There is a cairn, built in 1973 by the New Cumnock Burns Club to mark their 50th anniversary, which overlooks the water honoured by the Bard in ‘Sweet Afton’.
Flow gently, sweet Afton! amang thy green braes, Flow gently, I'll sing thee a song in thy praise.
I suspect Burns’ song would now be lost beneath the rumble of the giant trucks and earth-moving machines going about their business in the extension of the Afton wind farm.
It seems ironic that the area lies within the Southern Uplands ESA (Environmentally Sensitive Area) designation. The turbines around the Graham summit of Windy Standard are well established but the scale and speed of the current spread is mind-boggling.
Parts of the route to Windy Standard are now lost amid the many ploughed roads and turbine link-ups. Even the track over Lamb Hill and Wedder Hill is buried under a sea of churned-up ground, concrete bases and industrial machinery everywhere. It was a relief to vanish into the mist for a couple of hours before coming over Meikledodd Hill to be faced with the rage of the machines again.
Whole swaths of forestry have been chopped down, leaving boggy, blackened ground with broken branches and stumps sticking up in every direction, more reminscent of a natural disaster of biblical proportions. One section along the side of the reservoir looks like it has been ‘trimmed’ by a team of blind men handed chainsaws after a night in the pub.
A road is being pushed up high on the slopes of Blacklorg Hill, effectively closing an industrial horseshoe round the south end of the water, the newly bulldozed ways white with a mix of concrete and mud.
At no time was there ever a problem with walking there. On the contrary, every driver waved, every passing workman was happy to chat. These people are only doing their job. But putting aside the politics and the pros and cons of wind farms, it’s heartbreaking to see this utter devastation. Even with the best will in the world, the landscape will take decades to recover.

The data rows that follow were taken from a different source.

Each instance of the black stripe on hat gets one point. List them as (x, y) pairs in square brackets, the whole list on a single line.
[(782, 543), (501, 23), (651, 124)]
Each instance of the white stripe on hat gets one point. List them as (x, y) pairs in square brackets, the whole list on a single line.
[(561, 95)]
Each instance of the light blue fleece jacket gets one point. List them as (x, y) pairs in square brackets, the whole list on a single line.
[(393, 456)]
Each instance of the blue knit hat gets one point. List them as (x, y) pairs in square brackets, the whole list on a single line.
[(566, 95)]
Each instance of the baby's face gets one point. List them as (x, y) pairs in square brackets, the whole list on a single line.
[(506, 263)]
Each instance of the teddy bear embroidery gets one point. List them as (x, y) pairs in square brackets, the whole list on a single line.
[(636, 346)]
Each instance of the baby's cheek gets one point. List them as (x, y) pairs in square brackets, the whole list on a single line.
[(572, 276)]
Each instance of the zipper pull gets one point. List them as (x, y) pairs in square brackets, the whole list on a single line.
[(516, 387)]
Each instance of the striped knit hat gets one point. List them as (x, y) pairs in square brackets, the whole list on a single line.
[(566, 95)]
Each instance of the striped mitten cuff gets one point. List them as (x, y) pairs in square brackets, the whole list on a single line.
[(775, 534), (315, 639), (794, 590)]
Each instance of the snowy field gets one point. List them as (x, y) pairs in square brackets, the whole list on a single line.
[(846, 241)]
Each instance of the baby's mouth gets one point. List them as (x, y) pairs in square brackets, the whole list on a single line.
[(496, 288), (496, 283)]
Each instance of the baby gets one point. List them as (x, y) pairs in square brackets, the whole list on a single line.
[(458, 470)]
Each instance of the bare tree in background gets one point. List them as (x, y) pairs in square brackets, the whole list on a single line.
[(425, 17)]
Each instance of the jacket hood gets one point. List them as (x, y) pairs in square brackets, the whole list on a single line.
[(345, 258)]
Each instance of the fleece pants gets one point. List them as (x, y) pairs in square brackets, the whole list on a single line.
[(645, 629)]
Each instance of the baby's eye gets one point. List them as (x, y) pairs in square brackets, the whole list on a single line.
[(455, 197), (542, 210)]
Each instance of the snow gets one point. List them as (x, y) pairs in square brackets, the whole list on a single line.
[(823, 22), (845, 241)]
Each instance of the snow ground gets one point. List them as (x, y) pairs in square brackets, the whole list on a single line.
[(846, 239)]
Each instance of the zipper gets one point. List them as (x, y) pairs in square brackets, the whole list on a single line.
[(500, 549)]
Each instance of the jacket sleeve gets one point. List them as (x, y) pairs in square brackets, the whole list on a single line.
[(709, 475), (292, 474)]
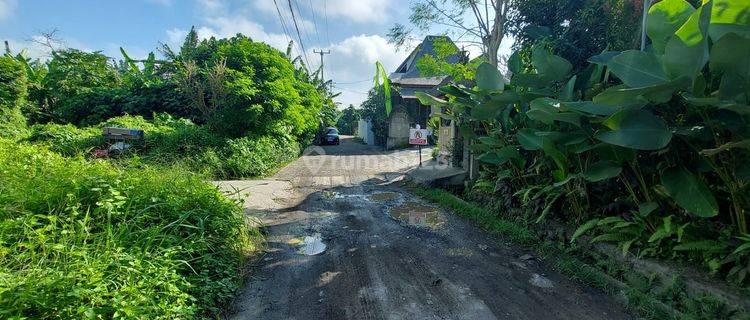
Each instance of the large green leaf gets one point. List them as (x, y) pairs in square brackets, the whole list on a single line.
[(602, 170), (660, 93), (549, 66), (568, 92), (638, 69), (731, 54), (486, 111), (489, 78), (529, 80), (636, 129), (690, 193), (557, 156), (547, 111), (664, 19), (686, 52), (589, 107), (604, 57), (514, 63), (730, 16), (429, 100), (529, 140)]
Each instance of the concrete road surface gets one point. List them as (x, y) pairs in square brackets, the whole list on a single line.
[(344, 242)]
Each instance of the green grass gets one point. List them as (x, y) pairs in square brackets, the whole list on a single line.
[(86, 239), (176, 142)]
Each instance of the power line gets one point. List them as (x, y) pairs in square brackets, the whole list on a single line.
[(353, 82), (325, 14), (321, 52), (304, 26), (281, 19), (299, 36), (315, 22)]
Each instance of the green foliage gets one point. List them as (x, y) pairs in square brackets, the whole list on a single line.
[(13, 94), (252, 157), (439, 65), (176, 142), (373, 108), (656, 160), (577, 30), (81, 239), (348, 120), (78, 81)]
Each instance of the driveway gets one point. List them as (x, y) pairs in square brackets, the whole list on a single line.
[(347, 242)]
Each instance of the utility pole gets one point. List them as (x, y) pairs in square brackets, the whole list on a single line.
[(321, 53)]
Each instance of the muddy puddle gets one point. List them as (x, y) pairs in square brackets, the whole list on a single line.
[(385, 196), (418, 214), (311, 245)]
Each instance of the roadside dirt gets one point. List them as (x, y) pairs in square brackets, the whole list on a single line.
[(371, 250)]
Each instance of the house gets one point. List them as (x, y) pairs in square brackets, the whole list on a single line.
[(407, 110)]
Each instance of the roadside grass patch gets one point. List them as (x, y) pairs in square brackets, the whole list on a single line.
[(176, 142), (639, 292), (85, 239)]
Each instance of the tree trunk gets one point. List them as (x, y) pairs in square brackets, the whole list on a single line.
[(495, 38)]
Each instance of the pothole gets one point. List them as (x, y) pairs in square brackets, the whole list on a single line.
[(417, 214), (384, 196), (311, 245)]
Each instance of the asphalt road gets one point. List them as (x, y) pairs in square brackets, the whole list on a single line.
[(345, 242)]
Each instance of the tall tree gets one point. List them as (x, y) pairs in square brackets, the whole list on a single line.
[(480, 23)]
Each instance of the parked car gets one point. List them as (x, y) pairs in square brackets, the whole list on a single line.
[(331, 137)]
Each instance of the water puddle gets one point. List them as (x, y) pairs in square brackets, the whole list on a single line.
[(418, 214), (540, 281), (311, 245), (384, 196)]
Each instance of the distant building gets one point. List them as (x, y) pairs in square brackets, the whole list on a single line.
[(407, 110)]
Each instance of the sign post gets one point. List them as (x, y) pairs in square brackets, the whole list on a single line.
[(418, 137)]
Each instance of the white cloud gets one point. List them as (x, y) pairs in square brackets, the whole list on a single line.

Even more disturbing was the amount of personal littering. There was rubbish everywhere. The usual car park at the head of the glen has been shut due to the danger of falling trees, and now lies in an overgrown state with a skewed fence and warning sign.
The alternative parking area was strewn with bottles, cans and various other rubbish. Worse still was the sight down the slope into the trees where rubbish bags had been tossed, burst open, spilling their contents over a large area. This looked far more deliberate, van loads of trash being brought here to dump. There was also the almost inevitable empty bottle of Buckfast.
A few cans, a few bits of paper, I would normally collect and take away. This was different. I would have needed a forklift. Who drives to a beauty spot to dump their rubbish?
I felt like weeping. I’m sure Rabbie would have done the same.